A gente organizou a sala da maneira que a gente gostaria [...], com círculos, com o professor sendo mais um agente, sendo um facilitador de nosso aprendizado. Então, no primeiro momento começamos a discutir os cortes da educação, a precarização da escola, a precarização do ensino e a escola sem partido, e depois discutimos um novo modelo de escola, a escola que a gente queria. (Daniel)

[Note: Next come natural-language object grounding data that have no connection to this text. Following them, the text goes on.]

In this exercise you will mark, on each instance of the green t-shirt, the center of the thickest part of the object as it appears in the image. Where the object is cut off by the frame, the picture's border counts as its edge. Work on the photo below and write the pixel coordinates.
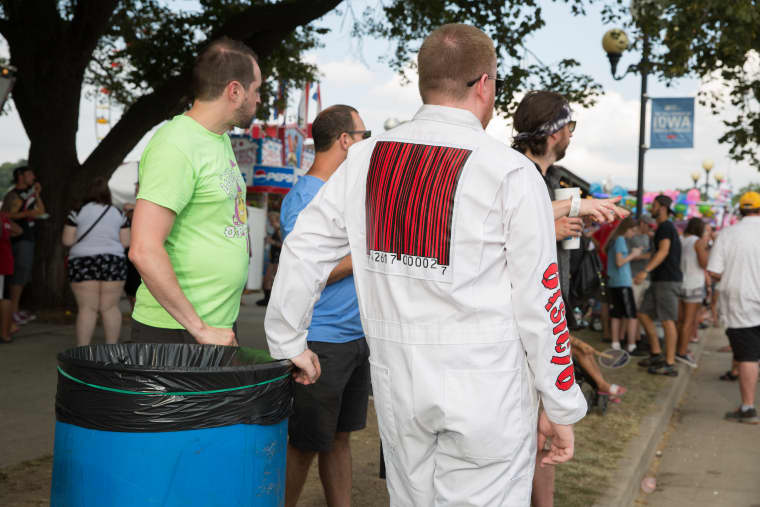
(193, 172)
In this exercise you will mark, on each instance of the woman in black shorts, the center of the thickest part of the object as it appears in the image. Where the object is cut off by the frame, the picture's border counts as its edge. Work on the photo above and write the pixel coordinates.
(97, 234)
(620, 283)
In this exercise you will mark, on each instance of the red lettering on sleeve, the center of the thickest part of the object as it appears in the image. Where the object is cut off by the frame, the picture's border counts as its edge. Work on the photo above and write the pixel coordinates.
(552, 300)
(566, 378)
(551, 278)
(557, 313)
(561, 340)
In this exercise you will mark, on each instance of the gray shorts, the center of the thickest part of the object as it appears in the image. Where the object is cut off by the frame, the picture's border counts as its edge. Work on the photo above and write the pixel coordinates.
(661, 301)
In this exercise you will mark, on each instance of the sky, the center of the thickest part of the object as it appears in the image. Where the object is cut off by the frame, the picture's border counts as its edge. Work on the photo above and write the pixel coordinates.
(603, 148)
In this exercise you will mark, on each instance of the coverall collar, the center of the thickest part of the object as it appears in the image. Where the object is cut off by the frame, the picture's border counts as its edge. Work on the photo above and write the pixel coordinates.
(447, 114)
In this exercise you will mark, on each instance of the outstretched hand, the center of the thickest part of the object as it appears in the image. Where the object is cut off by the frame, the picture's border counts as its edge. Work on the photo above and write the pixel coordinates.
(308, 369)
(562, 441)
(603, 210)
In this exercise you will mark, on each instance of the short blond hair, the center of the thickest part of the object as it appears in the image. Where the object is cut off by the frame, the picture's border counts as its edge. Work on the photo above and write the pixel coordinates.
(451, 56)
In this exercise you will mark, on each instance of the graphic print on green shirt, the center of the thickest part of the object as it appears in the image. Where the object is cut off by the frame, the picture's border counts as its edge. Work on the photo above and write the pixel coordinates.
(192, 171)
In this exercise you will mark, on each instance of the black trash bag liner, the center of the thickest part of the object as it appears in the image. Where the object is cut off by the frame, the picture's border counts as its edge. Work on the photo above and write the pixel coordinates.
(152, 387)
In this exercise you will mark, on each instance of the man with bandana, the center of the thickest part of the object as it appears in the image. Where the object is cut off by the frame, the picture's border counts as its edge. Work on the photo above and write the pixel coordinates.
(454, 260)
(545, 125)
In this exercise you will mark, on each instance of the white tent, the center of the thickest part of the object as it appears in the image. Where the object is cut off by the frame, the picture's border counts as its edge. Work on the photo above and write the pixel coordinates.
(122, 184)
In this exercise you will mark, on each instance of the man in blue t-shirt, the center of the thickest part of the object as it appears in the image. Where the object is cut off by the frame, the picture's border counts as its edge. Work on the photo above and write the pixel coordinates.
(327, 411)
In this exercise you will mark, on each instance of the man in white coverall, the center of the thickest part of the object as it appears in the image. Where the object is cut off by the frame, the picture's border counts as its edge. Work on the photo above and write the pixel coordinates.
(452, 238)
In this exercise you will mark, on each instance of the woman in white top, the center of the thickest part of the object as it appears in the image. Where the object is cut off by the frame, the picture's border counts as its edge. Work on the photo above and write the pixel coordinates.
(97, 234)
(693, 263)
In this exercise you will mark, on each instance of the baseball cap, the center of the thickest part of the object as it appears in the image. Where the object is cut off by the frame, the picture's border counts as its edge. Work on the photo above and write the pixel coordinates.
(749, 200)
(666, 201)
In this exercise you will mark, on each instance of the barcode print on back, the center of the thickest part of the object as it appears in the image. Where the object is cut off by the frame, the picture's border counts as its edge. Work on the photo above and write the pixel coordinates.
(410, 198)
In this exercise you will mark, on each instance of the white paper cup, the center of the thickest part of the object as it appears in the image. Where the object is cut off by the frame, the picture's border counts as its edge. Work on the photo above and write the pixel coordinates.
(562, 194)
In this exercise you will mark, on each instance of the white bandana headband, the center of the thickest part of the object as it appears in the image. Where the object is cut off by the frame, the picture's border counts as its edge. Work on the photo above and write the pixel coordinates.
(564, 117)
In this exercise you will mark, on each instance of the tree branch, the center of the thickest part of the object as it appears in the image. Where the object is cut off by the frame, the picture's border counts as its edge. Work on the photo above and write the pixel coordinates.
(262, 28)
(285, 16)
(89, 23)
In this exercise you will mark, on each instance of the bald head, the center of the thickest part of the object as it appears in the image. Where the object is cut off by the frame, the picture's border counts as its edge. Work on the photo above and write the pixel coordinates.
(451, 56)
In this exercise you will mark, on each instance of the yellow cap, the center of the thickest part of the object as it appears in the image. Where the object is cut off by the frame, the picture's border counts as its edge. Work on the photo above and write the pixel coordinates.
(749, 200)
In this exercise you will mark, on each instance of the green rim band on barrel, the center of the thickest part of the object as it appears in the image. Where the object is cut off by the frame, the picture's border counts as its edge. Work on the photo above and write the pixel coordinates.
(189, 393)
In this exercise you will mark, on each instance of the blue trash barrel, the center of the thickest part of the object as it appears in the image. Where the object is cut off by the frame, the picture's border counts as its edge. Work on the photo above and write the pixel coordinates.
(170, 425)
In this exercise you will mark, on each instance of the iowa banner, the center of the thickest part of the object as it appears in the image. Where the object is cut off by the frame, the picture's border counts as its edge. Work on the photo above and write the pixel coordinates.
(672, 123)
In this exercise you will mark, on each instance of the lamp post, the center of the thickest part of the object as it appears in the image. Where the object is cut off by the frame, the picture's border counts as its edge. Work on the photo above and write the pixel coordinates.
(695, 178)
(707, 165)
(614, 42)
(7, 78)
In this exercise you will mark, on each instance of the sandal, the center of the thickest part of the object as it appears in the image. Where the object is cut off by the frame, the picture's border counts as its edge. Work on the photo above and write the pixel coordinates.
(614, 393)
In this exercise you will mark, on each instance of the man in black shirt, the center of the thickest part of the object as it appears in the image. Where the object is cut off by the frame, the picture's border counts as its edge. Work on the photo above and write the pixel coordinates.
(661, 299)
(24, 205)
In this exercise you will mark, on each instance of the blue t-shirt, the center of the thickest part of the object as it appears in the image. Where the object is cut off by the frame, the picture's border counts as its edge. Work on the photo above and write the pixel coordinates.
(336, 314)
(618, 276)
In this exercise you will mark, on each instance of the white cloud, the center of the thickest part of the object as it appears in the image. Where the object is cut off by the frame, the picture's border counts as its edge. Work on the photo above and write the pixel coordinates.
(345, 73)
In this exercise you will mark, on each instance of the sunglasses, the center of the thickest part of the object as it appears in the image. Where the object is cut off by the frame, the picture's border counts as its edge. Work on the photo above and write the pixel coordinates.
(366, 134)
(499, 82)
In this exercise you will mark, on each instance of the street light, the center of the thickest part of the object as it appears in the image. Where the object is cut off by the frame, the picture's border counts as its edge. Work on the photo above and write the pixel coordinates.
(707, 165)
(695, 177)
(614, 42)
(7, 78)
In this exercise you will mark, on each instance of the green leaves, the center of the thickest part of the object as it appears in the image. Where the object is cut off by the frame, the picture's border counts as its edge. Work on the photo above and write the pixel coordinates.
(508, 23)
(717, 41)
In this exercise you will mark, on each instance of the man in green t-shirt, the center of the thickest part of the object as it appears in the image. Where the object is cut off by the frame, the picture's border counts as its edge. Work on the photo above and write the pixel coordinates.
(189, 231)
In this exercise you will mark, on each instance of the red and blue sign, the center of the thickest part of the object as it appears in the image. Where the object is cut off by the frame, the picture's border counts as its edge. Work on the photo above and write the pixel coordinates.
(273, 180)
(672, 123)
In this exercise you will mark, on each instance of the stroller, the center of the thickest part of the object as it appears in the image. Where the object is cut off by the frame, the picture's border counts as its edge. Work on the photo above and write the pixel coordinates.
(590, 391)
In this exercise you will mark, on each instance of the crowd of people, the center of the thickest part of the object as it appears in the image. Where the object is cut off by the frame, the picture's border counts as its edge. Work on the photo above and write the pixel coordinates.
(424, 264)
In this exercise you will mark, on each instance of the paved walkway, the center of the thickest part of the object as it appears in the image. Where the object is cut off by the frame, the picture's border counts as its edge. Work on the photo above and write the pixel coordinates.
(708, 461)
(28, 380)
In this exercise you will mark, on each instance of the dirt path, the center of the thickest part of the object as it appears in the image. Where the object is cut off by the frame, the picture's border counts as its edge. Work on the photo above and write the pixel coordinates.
(28, 484)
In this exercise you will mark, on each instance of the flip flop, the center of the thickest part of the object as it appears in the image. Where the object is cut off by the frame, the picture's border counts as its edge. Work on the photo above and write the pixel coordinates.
(616, 390)
(729, 377)
(610, 397)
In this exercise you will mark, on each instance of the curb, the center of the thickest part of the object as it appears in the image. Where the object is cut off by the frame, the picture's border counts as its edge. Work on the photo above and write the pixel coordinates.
(640, 451)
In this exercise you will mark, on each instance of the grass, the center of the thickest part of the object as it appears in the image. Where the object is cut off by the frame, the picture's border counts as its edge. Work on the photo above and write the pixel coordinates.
(601, 439)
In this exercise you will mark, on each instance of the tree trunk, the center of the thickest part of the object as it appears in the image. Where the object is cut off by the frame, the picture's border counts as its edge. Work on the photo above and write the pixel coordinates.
(51, 55)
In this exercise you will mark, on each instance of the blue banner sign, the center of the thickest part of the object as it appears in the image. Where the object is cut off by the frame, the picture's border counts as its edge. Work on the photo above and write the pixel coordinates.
(672, 123)
(277, 180)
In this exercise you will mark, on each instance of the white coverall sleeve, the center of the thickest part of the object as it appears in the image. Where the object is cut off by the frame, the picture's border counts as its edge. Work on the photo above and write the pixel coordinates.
(310, 252)
(716, 263)
(536, 297)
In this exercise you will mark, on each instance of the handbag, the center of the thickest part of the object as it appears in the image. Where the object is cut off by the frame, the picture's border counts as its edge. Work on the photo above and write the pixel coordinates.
(587, 275)
(80, 238)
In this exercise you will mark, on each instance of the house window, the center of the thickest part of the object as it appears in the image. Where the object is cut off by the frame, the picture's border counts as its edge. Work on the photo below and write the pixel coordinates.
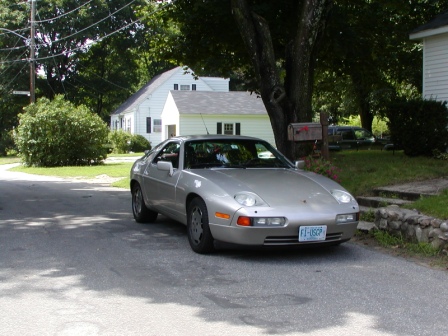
(148, 125)
(228, 129)
(157, 126)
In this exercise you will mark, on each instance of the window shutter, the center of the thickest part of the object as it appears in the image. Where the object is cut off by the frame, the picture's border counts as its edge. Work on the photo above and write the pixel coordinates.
(148, 124)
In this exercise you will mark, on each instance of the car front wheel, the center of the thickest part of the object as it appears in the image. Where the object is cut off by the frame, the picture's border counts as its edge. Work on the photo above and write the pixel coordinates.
(198, 229)
(141, 213)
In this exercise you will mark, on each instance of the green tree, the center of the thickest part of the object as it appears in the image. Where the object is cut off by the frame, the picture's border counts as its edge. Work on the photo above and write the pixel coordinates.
(367, 59)
(272, 43)
(58, 133)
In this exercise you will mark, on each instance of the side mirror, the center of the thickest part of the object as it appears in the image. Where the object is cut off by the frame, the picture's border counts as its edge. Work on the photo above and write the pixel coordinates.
(166, 166)
(300, 164)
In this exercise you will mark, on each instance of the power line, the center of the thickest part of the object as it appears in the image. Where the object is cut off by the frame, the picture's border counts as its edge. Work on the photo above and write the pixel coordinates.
(69, 53)
(76, 33)
(65, 14)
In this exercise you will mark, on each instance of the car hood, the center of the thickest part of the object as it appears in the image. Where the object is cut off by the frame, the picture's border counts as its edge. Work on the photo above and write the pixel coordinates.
(277, 187)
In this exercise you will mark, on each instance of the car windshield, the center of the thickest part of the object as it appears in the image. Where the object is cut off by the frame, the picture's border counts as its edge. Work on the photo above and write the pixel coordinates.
(233, 153)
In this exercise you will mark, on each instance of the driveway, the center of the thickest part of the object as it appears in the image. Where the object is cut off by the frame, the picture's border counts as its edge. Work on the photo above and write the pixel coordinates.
(74, 262)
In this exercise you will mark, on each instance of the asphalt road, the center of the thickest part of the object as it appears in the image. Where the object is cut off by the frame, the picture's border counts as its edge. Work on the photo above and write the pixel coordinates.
(73, 262)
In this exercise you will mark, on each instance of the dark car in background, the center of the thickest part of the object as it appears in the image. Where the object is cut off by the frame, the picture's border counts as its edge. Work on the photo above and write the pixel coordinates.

O círculo como experiência educacional - cuja tradição remonta ao menos os Círculos de Cultura de Paulo Freire (1985FREIRE, P. Educação como prática da liberdade. 16.ed. Rio de Janeiro: Paz e Terra, 1985.) - materializa a experiência da igualdade política naquele momento de dissenso. O círculo permite que as pessoas olhem umas às outras nos olhos; ele torna a educadora e o educador alguém que facilita o aprendizado, em vez de guiar educandas e educandos de modo superior. Ele também é uma mensagem para que a escola mantenha algo daquela igualdade política que a ocupação viveu.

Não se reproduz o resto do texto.